Privacy Policy
This Privacy Policy describes how Allscripts Healthcare, LLC ("Allscripts") protects your personal information when you use this web site, the Customa Patient Portal and all related products and services (collectively, the "Service"). Allscripts is located at Suite 23, 2 McCourt Street,West Leederville,WA 6007,Australia. All references to Allscripts include its subsidiaries or affiliates involved in providing the Service. All references to you include your Authorized Individuals, if any.
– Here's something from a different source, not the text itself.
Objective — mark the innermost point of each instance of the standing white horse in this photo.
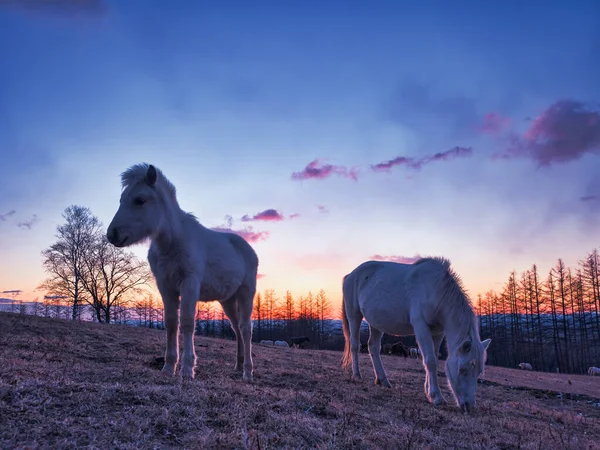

Your use of the Service is subject to this Privacy Policy as well as our Terms and Conditions. After reading this Privacy Policy, you will know:
A. Definitions
B. What information Allscripts Collects
C. How Allscripts Uses Your Information
D. How the Information is Shared with Third Parties
E. Choices You Have About How Allscripts Uses Your Information
F. What About Data from Children Under 18
G. Security and Confidentiality
H. How We Provide Required Notices of Security Breaches
I. How We May Change this Privacy Policy
J. How to Obtain More Information About this Privacy Policy
Please review this Privacy Policy and the Terms and Conditions carefully. If you do not agree with our practices, do not access or use any part of the Service.
A. Definitions
Activity Logs
Activity logs are Allscripts' and its Service Providers' records of when PHR Data is created, accessed, modified, deleted, released, or exported from and/or within the PHR.
Aggregate Data
Aggregate Data is PHR Data that is: (1) grouped so it does not identify, relate to, describe, be capable of being associated with, connected, or be linked, directly or indirectly, to you as an individual and (2) has names and other identifiers removed or altered. In other words, Aggregate Data cannot be used to identify you as an individual.
Authorized Individuals
An Authorized Individual is someone you authorize to access your Customa Patient Portal on your behalf.
De-identified Data
De-identified data is PHR Data in which personal identifiers are removed and do not allow someone to determine a person’s identity.
Dependent
A Dependent is a minor child or other individual over whom an Authorized Individual has legal authority.
PHR
"PHR" means Personal Health Record. A PHR is an electronic health data application that can help you collect, manage, and share your health information. The Customa Patient Portal is a PHR.
PHR Data
When you sign up for the Customa Patient Portal, you provide and/or you authorize all or some of your Providers to provide to the Customa Patient Portal information about you. This information makes up PHR Data. Any information in the Customa Patient Portal is considered PHR Data. PHR Data might include, but is not limited to the following: Your name and contact information, such as your address, phone number, or email address Your medical history, conditions, treatments, and medications Your healthcare claims, health plan account numbers, bills, and insurance information Demographic information, such as your age, birthdate, gender, ethnicity, and occupation Computer information, such as your IP address and "cookie" preferences PHR Data includes Personal Information, De-Identified Data and Aggregate Data.Allscripts may use your PHR Data as described below.
Personal Information
Personal Information means information about you that reasonably can be linked to you such as your name, health information, demographic information, and/or other identifiers as may be defined under state and federal law. Personal Information may also include but is not limited to your financial information or Social Security Number.
Provider
A healthcare provider, healthcare practice, or hospital that you authorize to provide information to your Customa PHR. When you sign up for the Customa Patient Portal, you may provide authorization for a healthcare practice or hospital, and associated authorized users to send Personal Information to your PHR.
Reporting
Allscripts and our Service Providers might report about business activities and customers (you) to others, such as investors, auditors, potential business partners, or public communities. Reports will not include Personal Information without your specific permission or as permitted or required by law.
Service Providers
A Service Provider is an entity that is hired to perform certain functions for Allscripts to support the development, maintenance, and implementation of Customa. Service Providers may include software or website designers and data storage providers.
Security Measures
Security measures can include computer safeguards, secured files, and employee security training. In addition, Allscripts may be required by law to notify you, your provider, and/or regulatory authorities about particular data breaches.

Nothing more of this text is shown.